My thanks, once again, to this group for bringing me to a book and author I have otherwise peculiarly avoided. I don’t know why but I have never read any Winton, nor seen the stage play or related TV series ‘Cloudstreet’. Perhaps fate had a hand in that I not long ago had my first visit to WA, Perth, Fremantle etc. Certainly, I think first hand contact with much of the background setting enriched my reading.
The tone and language of this work is quite remarkable. Winton writes with great insight of the time of my own childhood and his ability to express characters and language typical of that time without falling into cliché is quite remarkable. At the same time, the poeticism of his descriptions of people, mood, emotions and the quasi-spiritual is elegant yet easy to read. This raises one of my few quibbles. I am not a strong lover of spiritual flights of fancy and would ordinarily be turned off. However, I found even this aspect to be somewhat interesting, appropriate (especially when related to matters aboriginal) and as mood-enhancing as it was doubtless intended to be as in the case of the boat on the Swan river by night. There are, nevertheless, passages that can charitably be described as obscure.
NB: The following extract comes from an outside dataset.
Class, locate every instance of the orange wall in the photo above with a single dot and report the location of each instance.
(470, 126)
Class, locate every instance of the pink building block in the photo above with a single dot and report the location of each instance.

It is a convoluted yarn of the long-term interaction of two different families sparked by chance (‘the Shifty Shadow’) in a number of manifestations and culminating in a union of kinds. Along the way is scattered a wonderful stable of characters from whom the reader can pick and chose as to original and continuing interest. My undoubted favourite was the flinty Mrs Lamb around whom so much depends. She is a rock but not unadorned with so much of the daily life of the house sketched out in wonderful feeling colour.
It is a long read with occasional longeurs leaving the reader appreciating the jewel-like passages of descriptive action, the wonderfully accurate passages of conversation and even some of the spiritual flights. Uneven, but then life is like that.